Thursday, November 15, 2007

Party of One

The traumatic thing about the holidays is that people are always expecting you to come to some sort of gathering where you will be forced to mingle with unknown company for extended periods of time.

They lure you in with promises of tasty desserts and the creation of fond memories, but the truth is that you will find yourself seated uncomforably on an over-stuffed couch, sipping punch, while you desperately try not to invade the personal space of the complete stranger next to you.

Even if you should happen to know a few people, the conversation you are going to have with them will last two minutes and goes like this,

"How are you?"
"Oh, good, you?"
"Mmm, yes."
"Anything interesting?
"Oh no, the same."
"Well, it was good talking to you."
"Yes, glad to see you."

No number of desserts, be they ever so tasty, can make up for an evening spent in this way.
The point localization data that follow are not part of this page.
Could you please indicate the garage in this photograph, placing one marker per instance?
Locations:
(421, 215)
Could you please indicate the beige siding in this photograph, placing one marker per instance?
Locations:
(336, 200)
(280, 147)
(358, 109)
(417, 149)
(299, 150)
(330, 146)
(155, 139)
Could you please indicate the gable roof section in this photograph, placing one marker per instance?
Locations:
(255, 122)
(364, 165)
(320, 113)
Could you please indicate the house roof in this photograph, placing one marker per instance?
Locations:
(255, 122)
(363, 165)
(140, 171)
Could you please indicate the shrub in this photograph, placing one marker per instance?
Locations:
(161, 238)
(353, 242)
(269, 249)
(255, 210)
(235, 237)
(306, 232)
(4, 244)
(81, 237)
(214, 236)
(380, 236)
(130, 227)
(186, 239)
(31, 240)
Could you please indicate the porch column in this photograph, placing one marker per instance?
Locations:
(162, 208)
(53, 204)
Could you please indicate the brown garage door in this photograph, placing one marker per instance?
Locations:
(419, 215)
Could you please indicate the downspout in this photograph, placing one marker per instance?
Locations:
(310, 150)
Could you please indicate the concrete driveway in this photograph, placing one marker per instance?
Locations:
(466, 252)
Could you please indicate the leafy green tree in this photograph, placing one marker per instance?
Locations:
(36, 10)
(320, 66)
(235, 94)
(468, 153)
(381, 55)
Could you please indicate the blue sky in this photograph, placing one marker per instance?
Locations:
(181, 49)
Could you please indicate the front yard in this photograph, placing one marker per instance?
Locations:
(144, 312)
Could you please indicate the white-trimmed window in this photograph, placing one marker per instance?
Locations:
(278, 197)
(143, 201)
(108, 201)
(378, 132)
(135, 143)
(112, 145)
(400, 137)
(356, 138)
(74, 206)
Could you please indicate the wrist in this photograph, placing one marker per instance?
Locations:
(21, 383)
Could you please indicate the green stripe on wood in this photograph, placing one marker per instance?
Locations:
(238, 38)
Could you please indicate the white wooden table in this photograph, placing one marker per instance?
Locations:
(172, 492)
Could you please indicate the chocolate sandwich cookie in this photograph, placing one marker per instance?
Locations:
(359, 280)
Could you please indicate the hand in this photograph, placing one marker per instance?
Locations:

I don't care how alone you would at your own empty house. Anything is better than being alone in a room full of people with whom you must pretend to be ready to converse with, despite the fact that your only knowledge of each other is that you have no commonalities between you.

On the other hand, if you do stay home you must be prepared to hear of you pitiable state from others. Everyone was lovely, the funniest thing happened, they missed you terribly. With a knowledge of what these events really entail I can only assume that 1. It was such a disaster that their mind creating a more acceptable reality for them to live with, or 2. They had rather more wine than was good for them.

So if you insist on throwing a party this holiday season, allow me to layout some guidelines for you:

1. Plan an activity. No one ever got to know anyone because they were sitting on the same couch. Whether you plan a game, cooking, dancing or just watching an intereting show it will give people a shared experience to discuss and that's honestly all you need.

Note: Eating does not count as an activity unless you're such a bad chef that your guests will be forever bonded by the trauma, and possible illness, caused by your food.

2. When you invite someone invite at least two other people that they will know enough to talk about more than the weather with. That way, when your planned activity flops, they can have discussion during the awkward pause.

Note: Your relatives do not count. Either a) everyone loves you relatives and they will be in demand by all the guests, b) no one can stand your relatives and the lonely guest will be forced to slit his or her wrists to escape them, or c) your relatives will be helping with the party and be too busy to entertain properly.

I'd like to add a third rule, because three is a good number. But I can't think of anything. Seriously, all you need to stop torturing your guests instead of entertaining them is a planned activity and a few of their friends.